Cosa contesta davvero GEMA a Suno?
GEMA, la società tedesca che gestisce i diritti di esecuzione pubblica e riproduzione meccanica per compositori ed editori, ha citato in giudizio Suno a Monaco il 21 gennaio 2025. La tesi è precisa: Suno si sarebbe allenato su registrazioni protette senza licenza, e ciò che lo strumento genera riprodurrebbe quegli originali abbastanza, per melodia, armonia e ritmo, da costituire riproduzioni non autorizzate e non opere nuove. La distinzione conta a livello legale: il diritto tedesco ed europeo non ha un equivalente esatto del fair use statunitense. GEMA fa leva sull'eccezione europea per il text and data mining, pensata per la ricerca e non per allenare un prodotto commerciale che compete con le opere da cui ha imparato, oltre ad argomenti più classici di riproduzione.
Cosa è successo quando la giudice ha premuto play?

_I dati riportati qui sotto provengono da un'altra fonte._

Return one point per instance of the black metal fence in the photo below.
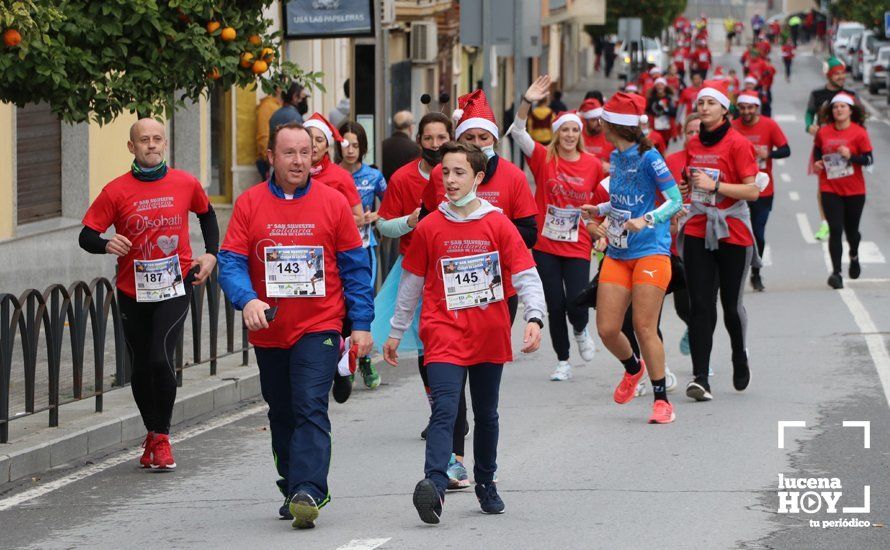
(76, 308)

Il 9 marzo 2026, durante un'udienza nell'aula 270 del Justizpalast, la giudice Elke Schwager ha fatto ascoltare sei canzoni a confronto con le rispettive versioni generate da Suno: «Rasputin» e «Daddy Cool» dei Boney M., «Forever Young» e «Big in Japan» degli Alphaville, «Atemlos» di Kristina Bach e «Mambo No. 5» di Lou Bega. Le due parti hanno concordato su come Suno abbia recuperato gli originali, tramite stream-ripping di video YouTube, aggirando le protezioni tecniche della piattaforma. Il disaccordo riguardava cosa dimostri quell'accesso. Per GEMA, la somiglianza delle versioni generate con gli originali dimostra che le opere sopravvivono, in una forma utilizzabile, dentro i parametri del modello, non solo come residuo statistico. Il tribunale ha rinviato il verdetto dal 12 giugno al 31 luglio: cinque settimane di ritardo, in un caso così seguito, sono di per sé un segnale che la corte sta soppesando qualcosa di rilevante.

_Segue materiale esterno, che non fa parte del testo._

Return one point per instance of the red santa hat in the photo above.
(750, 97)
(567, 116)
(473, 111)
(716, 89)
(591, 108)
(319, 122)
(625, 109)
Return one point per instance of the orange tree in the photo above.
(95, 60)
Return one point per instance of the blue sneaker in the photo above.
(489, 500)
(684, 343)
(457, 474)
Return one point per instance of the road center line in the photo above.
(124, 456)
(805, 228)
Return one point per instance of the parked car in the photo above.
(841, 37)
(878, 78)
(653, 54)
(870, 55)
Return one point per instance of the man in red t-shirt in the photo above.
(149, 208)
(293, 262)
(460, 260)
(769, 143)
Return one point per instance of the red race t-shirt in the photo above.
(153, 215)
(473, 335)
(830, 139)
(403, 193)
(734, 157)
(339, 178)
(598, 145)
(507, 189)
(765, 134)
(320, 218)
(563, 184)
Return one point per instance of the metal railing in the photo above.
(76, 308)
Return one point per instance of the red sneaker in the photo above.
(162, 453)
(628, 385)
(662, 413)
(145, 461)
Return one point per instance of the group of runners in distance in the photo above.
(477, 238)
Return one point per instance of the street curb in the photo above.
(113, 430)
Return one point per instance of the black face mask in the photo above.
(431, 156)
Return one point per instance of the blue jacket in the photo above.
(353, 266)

Perché un verdetto di Monaco conta oltre la Germania?
Perché non ne esiste ancora uno. Nessun tribunale europeo si è pronunciato direttamente sulla necessità, per un generatore musicale IA, di una licenza per allenarsi su canzoni protette, e la 42ª sezione civile di Monaco sta per essere la prima a farlo. Una sentenza contraria a Suno darebbe a ogni società di gestione collettiva dell'UE, non solo a GEMA, un modello per costringere le piattaforme IA a negoziare prima di poter operare legalmente nel continente. La notizia arriva anche settimane dopo che TTH ha rivelato dei log interni trapelati che mostravano Suno raccogliere contenuti da YouTube Music, Deezer, Genius e Pond5 ben oltre quanto dichiarato (16 luglio 2026), e nello stesso mese in cui Universal e Sony chiedono a un tribunale federale di Boston di aggiungere 61.026 registrazioni alla loro causa contro Suno, una richiesta che in teoria potrebbe superare i 9 miliardi di dollari sotto il tetto statunitense di 150.000 dollari per opera, contro circa 84 milioni sulla causa originale da 560 brani. Monaco non fa giurisprudenza negli Stati Uniti. Ma che un tribunale europeo scriva un obbligo di licenza in una sentenza vincolante, e non in un accordo negoziato a porte chiuse, è esattamente l'esito che l'industria della musica IA ha passato due anni a cercare di evitare.